What the Heck Is Project Loom for Java?

Java has had good multi-threading and concurrency capabilities from early on in its evolution and can effectively utilize multi-threaded and multi-core CPUs.

Java Development Kit (JDK) 1.1 had basic support for platform threads (or Operating System (OS) threads), and JDK 1.5 had more utilities and updates to improve concurrency and multi-threading.

JDK 8 brought asynchronous programming support and more concurrency improvements.

While things have continued to improve over multiple versions, there has been nothing groundbreaking in Java for the last three decades, apart from support for concurrency and multi-threading using OS threads.

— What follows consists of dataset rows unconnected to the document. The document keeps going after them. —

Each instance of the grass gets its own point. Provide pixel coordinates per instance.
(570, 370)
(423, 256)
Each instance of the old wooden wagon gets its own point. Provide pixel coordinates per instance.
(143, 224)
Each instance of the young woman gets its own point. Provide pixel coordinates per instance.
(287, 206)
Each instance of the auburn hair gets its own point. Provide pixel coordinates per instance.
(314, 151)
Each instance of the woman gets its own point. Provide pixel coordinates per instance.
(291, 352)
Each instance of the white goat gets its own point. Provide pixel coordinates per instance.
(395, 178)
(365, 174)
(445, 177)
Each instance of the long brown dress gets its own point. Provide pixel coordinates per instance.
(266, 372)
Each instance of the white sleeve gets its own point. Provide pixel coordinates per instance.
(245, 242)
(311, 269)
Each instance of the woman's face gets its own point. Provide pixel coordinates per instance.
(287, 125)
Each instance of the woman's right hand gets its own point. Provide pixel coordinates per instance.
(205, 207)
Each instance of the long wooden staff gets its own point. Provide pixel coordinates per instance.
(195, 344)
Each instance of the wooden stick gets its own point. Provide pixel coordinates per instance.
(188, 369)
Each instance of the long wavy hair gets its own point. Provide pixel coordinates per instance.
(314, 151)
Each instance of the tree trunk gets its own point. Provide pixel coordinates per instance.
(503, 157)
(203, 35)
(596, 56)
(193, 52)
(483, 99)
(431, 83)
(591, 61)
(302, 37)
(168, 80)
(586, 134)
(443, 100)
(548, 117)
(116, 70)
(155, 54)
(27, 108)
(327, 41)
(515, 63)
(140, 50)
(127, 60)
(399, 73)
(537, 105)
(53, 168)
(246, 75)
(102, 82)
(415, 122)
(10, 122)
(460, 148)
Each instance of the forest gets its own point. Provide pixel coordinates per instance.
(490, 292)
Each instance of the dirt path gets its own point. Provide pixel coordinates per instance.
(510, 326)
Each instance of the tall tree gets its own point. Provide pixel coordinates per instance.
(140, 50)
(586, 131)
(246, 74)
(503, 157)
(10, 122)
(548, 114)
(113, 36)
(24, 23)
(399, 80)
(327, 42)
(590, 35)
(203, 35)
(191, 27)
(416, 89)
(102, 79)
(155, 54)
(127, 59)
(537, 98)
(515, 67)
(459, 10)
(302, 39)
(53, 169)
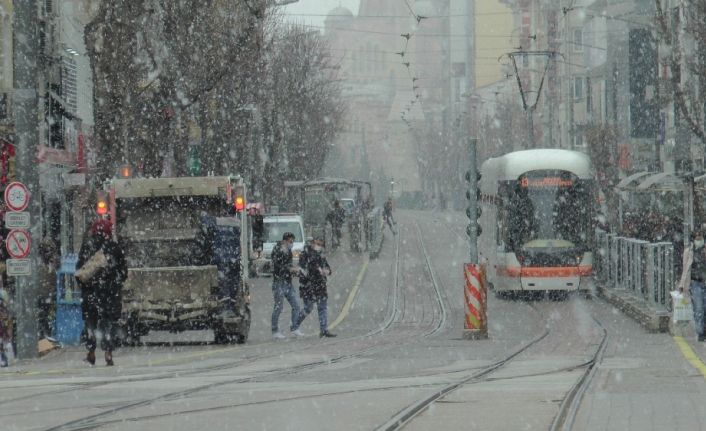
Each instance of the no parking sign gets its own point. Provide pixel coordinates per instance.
(18, 243)
(16, 196)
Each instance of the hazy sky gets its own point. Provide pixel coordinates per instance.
(314, 11)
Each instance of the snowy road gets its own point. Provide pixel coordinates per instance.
(399, 343)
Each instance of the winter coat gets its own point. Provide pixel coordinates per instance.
(303, 264)
(102, 294)
(318, 270)
(282, 263)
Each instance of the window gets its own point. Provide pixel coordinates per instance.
(578, 40)
(578, 88)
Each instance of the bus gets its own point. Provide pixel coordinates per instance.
(537, 221)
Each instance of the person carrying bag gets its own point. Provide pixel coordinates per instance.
(102, 269)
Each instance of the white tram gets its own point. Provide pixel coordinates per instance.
(537, 221)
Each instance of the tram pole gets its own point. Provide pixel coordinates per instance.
(475, 298)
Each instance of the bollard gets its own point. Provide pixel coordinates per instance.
(475, 323)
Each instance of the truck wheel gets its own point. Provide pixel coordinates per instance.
(242, 336)
(220, 336)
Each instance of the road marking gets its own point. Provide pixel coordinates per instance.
(341, 316)
(690, 356)
(351, 296)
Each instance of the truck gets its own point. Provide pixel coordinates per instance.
(275, 225)
(168, 287)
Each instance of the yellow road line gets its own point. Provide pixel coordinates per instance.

Though the concurrency model in Java is powerful and flexible as a feature, it was not the easiest to use, and the developer experience hasn’t been great.

This is primarily due to the shared state concurrency model used by default.

One has to resort to synchronizing threads to avoid issues like data races and thread blocking.

I wrote more about Java concurrency in my Concurrency in modern programming languages: Java post.

What is Project Loom?

Project Loom aims to drastically reduce the effort of writing, maintaining, and observing high-throughput concurrent applications that make the best use of available hardware.

— Ron Pressler (Tech lead, Project Loom)

OS threads are at the core of Java’s concurrency model and have a very mature ecosystem around them, but they also come with some drawbacks and are expensive computationally. Let’s look at the two most common use cases for concurrency and the drawbacks of the current Java concurrency model in these cases.

One of the most common concurrency use cases is serving requests over the wire using a server. For this, the preferred approach is the thread-per-request model, where a separate thread handles each request. Throughput of such systems can be explained using Little’s law, which states that in a stable system, the average concurrency (number of requests concurrently processed by the server), L, is equal to the throughput (average rate of requests), λ, times the latency (average duration of processing each request), W. With this, you can derive that throughput equals average concurrency divided by latency (λ = L/W).

So in a thread-per-request model, the throughput will be limited by the number of OS threads available, which depends on the number of physical cores/threads available on the hardware. To work around this, you have to use shared thread pools or asynchronous concurrency, both of which have their drawbacks. Thread pools have many limitations, like thread leaking, deadlocks, resource thrashing, etc. Asynchronous concurrency means you must adapt to a more complex programming style and handle data races carefully. There are also chances for memory leaks, thread locking, etc.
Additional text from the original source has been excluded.